The proof proceeds in two steps:

1. Fixed-reference undecidability (RE_equivalence_undecidable_fixed): By Rice's theorem, the predicate "does code c compute the same function as Code.zero?" is not computable. The property {f | f = Code.zero.eval} is non-trivial because pure 0 satisfies it while fun _ ↦ Part.none does not.

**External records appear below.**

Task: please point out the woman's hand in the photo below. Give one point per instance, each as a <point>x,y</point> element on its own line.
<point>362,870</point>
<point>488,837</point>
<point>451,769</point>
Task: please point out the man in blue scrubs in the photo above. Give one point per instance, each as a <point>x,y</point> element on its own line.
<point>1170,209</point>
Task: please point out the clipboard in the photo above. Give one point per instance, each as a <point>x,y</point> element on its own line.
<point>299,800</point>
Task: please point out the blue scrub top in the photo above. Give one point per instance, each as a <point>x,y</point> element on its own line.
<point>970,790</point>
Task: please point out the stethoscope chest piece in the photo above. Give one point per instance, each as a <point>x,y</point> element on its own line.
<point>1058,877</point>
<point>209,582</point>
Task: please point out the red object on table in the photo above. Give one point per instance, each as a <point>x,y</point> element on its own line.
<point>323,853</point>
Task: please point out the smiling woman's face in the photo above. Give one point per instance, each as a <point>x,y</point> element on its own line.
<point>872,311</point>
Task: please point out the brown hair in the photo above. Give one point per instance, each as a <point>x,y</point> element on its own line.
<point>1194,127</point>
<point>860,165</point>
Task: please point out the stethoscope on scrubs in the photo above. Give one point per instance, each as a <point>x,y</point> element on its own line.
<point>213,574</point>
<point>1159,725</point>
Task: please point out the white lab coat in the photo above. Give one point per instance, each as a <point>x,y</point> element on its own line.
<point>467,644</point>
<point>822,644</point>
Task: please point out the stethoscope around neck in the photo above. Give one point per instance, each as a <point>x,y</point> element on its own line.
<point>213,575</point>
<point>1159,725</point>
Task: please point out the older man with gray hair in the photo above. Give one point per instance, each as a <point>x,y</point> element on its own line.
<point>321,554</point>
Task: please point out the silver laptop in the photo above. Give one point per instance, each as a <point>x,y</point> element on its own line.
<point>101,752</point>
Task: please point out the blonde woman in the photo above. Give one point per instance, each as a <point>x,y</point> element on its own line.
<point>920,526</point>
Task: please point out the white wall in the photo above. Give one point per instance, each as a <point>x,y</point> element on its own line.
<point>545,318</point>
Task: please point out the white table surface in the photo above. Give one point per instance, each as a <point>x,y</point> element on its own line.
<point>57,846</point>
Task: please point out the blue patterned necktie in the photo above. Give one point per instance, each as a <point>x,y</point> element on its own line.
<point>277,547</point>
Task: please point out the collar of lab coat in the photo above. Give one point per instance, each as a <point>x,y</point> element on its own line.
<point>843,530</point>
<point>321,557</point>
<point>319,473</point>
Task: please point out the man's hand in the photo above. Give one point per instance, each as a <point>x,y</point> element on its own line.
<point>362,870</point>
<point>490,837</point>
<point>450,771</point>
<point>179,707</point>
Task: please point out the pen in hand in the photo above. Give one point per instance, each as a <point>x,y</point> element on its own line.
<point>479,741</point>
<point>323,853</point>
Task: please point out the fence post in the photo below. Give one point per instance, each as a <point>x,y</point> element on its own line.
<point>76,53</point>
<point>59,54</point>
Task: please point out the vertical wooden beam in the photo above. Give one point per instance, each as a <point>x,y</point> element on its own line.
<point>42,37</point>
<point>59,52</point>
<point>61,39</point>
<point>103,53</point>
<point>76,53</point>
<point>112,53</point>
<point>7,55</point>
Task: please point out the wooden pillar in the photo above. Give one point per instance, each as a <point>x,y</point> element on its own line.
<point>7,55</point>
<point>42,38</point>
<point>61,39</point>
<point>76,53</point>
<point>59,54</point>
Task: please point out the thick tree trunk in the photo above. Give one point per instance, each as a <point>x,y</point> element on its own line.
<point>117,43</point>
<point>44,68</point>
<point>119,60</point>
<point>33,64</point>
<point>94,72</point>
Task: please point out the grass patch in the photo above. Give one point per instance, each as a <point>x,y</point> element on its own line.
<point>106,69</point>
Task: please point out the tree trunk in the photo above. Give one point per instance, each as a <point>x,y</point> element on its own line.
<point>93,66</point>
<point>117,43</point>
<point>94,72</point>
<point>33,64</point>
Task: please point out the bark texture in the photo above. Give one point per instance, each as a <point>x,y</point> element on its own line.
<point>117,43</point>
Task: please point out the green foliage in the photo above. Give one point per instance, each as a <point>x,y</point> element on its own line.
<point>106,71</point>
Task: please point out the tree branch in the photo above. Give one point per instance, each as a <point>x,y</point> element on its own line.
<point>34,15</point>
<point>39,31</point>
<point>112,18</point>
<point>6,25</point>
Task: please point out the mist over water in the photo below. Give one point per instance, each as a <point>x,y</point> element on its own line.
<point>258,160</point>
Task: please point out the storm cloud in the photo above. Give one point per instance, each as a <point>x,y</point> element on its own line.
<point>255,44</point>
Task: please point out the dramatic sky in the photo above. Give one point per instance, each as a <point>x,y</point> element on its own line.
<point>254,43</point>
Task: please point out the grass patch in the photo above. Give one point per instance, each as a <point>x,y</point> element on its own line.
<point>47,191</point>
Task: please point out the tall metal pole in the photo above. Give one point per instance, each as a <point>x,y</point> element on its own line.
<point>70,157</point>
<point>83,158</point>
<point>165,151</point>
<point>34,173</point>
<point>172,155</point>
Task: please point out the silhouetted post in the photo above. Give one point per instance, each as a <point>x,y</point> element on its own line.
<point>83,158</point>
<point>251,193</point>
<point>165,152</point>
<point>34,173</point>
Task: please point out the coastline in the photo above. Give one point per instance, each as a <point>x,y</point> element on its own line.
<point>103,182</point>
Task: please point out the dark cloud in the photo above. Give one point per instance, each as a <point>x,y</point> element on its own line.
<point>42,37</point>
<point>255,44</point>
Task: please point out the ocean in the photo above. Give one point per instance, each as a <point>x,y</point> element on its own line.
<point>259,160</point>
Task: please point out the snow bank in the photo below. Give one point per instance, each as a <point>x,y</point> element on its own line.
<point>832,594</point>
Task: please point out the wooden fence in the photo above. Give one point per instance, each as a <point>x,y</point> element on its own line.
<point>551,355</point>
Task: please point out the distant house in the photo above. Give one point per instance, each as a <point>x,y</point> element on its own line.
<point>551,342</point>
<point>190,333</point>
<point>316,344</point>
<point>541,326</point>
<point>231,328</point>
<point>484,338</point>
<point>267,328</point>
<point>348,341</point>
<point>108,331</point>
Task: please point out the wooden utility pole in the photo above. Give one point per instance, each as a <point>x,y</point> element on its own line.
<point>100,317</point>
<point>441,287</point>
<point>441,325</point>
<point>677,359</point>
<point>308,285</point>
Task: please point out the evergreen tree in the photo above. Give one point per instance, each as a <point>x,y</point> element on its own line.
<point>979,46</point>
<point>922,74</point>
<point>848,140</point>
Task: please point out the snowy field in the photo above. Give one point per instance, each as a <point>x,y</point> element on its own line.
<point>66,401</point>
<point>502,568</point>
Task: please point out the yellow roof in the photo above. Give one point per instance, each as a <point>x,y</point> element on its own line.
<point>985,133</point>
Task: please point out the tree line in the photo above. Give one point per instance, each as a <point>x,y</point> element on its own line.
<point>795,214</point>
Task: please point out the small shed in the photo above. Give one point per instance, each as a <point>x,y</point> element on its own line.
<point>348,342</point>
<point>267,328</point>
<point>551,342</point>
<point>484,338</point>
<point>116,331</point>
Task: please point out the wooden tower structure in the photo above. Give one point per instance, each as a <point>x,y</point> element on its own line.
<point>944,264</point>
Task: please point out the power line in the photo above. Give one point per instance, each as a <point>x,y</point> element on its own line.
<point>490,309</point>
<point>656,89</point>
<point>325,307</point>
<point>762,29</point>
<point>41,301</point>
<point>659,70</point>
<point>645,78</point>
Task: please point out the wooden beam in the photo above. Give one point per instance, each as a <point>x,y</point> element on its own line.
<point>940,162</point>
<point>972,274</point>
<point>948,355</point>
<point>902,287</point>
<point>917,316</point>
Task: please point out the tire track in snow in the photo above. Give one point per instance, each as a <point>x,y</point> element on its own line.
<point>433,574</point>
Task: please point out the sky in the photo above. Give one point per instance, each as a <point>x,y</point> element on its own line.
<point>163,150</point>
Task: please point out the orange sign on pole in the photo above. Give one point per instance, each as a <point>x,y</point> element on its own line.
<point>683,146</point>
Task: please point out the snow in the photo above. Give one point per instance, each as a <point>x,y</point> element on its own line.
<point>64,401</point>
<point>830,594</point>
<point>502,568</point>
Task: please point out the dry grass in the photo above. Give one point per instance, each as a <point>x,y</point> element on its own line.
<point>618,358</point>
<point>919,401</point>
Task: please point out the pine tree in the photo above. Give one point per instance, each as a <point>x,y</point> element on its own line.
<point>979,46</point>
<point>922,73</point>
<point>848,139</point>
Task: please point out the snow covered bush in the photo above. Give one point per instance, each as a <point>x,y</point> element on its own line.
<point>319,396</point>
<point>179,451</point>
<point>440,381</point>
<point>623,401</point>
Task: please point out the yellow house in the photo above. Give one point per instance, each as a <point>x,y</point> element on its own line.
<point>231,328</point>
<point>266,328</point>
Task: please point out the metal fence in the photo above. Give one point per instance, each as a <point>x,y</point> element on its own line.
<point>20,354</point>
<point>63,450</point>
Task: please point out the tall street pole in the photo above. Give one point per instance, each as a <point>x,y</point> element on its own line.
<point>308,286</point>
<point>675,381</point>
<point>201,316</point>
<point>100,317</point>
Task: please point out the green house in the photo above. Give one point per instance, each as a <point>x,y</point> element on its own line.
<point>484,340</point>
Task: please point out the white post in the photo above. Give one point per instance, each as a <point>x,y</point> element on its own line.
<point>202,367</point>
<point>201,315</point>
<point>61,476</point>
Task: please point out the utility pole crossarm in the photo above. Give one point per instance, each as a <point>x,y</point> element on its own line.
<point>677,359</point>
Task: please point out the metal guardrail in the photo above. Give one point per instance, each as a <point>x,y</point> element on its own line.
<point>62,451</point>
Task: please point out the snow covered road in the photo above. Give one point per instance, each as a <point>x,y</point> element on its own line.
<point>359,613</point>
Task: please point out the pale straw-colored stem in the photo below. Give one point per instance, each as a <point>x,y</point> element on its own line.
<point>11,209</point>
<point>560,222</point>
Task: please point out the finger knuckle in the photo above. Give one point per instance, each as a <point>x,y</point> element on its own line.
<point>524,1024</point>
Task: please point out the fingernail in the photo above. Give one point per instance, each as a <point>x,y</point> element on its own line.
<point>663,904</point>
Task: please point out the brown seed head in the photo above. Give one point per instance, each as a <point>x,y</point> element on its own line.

2. General equivalence undecidability (RE_equivalence_undecidable): If the binary equivalence predicate on Code × Code were computable, we could fix one argument to Code.zero and obtain a computable unary predicate, contradicting step 1.

Main results

• RE_equivalence_undecidable_fixed — comparing against a fixed code is undecidable.
• RE_equivalence_undecidable — equivalence of two codes is undecidable.

theorem RE_equivalence_undecidable_fixed : ¬ComputablePred fun (c : Nat.Partrec.Code) => c.eval = Nat.Partrec.Code.zero.eval

Comparing any code against a fixed code (Code.zero) is undecidable.

This is an instance of Rice's theorem: the semantic property {f | f = Code.zero.eval} is non-trivial.

theorem RE_equivalence_undecidable : ¬ComputablePred fun (p : Nat.Partrec.Code × Nat.Partrec.Code) => p.1.eval = p.2.eval

Equivalence is undecidable for RE languages.

There is no algorithm that, given two codes c₁ and c₂ for partial-recursive functions, decides whether c₁ and c₂ compute the same function.

Proof. If such an algorithm existed, fixing the second argument to Code.zero would yield a computable predicate deciding c.eval = Code.zero.eval, contradicting RE_equivalence_undecidable_fixed.

theorem recursivelyEnumerable_computableEquivalence_undecidable {RE : Set (Language (ℕ × ℕ))} : ¬ComputableEquivalence RE partrecCodeGraphLanguageOf

Equivalence for RE codes is not uniformly computable.